On the first floor of her more modest new digs, a galley kitchen is tucked unobtrusively into a corner. “It’s made from a solid slab of stainless steel and white Corian,” she explains. “The idea is for the Corian to look like matte white paintwork.” Much of the furniture is similarly subtle, but Hicks has livened up the white linen-covered sofa and Jasper Morrison cork stool by pairing them with Eero Saarinen dining chairs upholstered in plummy burgundy velvet and a vibrant oil painting by the British artist Martin Maloney. Equally striking is the staccato silhouette of an ancient yipwon, a Papua New Guinean figure. “It has been eaten by termites, rotted by rain, and brought to the West,” Hicks observes fondly. “I love the fact that it has really lived.”

The contrasts continue in the master bedroom, where she has mixed two minimalist artworks, an Ellsworth Kelly drawing and a Richard Serra oil-stick painting, with a tiny late-1920s Man Ray portrait of an ­Egyptian society beauty, Nimet Eloui Bey.
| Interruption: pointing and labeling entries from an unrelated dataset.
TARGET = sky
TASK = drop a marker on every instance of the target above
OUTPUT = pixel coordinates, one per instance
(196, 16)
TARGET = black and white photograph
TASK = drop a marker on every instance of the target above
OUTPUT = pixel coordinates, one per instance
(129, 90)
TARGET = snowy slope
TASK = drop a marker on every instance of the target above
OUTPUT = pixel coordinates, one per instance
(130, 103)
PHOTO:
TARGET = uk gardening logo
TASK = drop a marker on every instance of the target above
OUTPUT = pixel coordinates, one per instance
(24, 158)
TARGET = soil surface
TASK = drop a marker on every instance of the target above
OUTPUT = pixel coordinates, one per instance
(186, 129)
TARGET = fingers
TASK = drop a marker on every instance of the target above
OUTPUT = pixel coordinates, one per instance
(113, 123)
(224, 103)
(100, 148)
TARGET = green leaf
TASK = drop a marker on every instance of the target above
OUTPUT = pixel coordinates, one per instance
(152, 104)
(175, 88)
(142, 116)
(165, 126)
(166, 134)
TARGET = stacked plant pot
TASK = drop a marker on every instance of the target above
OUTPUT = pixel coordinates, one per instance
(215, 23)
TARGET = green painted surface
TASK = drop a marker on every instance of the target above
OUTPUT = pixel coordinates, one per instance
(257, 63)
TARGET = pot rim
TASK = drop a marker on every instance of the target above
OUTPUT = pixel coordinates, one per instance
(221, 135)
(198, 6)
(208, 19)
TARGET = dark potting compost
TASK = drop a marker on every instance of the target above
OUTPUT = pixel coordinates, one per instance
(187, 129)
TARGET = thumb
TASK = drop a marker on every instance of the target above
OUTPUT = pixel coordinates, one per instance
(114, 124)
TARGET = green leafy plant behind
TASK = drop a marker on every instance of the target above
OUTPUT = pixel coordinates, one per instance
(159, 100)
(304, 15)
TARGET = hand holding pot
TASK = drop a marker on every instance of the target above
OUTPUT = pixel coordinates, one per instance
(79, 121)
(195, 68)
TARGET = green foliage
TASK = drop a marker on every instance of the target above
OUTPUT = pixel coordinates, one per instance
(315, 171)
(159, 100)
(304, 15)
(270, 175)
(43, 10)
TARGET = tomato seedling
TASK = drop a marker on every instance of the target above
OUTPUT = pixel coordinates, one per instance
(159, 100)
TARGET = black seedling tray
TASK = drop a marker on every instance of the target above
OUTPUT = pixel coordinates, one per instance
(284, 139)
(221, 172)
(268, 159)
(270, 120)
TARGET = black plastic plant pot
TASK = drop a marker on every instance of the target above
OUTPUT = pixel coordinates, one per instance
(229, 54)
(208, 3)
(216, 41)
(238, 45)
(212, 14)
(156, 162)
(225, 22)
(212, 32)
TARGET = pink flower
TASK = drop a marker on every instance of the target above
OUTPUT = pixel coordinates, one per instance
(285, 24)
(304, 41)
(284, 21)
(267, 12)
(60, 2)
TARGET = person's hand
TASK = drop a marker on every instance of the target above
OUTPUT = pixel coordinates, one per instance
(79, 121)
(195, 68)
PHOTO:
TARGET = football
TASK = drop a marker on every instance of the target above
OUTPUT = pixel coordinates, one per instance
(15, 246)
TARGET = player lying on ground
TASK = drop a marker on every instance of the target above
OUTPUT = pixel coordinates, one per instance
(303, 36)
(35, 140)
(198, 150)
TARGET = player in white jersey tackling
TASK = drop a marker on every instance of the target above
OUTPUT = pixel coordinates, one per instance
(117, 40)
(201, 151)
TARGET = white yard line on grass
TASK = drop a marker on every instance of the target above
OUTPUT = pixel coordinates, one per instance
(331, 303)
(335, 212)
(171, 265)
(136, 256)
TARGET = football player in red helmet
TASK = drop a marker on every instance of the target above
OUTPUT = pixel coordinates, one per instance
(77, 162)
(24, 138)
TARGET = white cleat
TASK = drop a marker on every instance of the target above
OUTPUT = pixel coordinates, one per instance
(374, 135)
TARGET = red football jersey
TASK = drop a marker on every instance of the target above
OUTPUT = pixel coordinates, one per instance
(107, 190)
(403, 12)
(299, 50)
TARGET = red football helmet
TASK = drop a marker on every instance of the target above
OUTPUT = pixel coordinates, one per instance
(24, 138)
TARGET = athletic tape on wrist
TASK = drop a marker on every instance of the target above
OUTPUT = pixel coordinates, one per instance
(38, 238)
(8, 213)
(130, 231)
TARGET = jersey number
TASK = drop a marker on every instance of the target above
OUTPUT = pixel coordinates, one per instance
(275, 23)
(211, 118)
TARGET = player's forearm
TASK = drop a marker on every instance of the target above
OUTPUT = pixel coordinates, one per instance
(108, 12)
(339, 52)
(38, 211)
Olympia’s bedroom sports more minimalism—another Kelly and a Donald Judd drawing—but also a bed decked out in one of the surreally exotic floral fabrics designed by the Austrian architect Josef Frank.

Having settled in happily, Hicks is focusing on other builds, starting with a house currently under construction in nearby Holland Park. She is also designing a country spread for her daughter Edie on a sliver of land between two lakes in rural Northamptonshire. “It’s going to be absolutely beautiful, a very discreet and restrained shed, which will look as though it’s on the water,” Hicks says. “Edie is a very good client. She’s very decisive and gets everything quickly. Also, if ever it looks as if we might have a mother-daughter thing, my partner in the office is terribly diplomatic, so he comes in and sorts it all out.”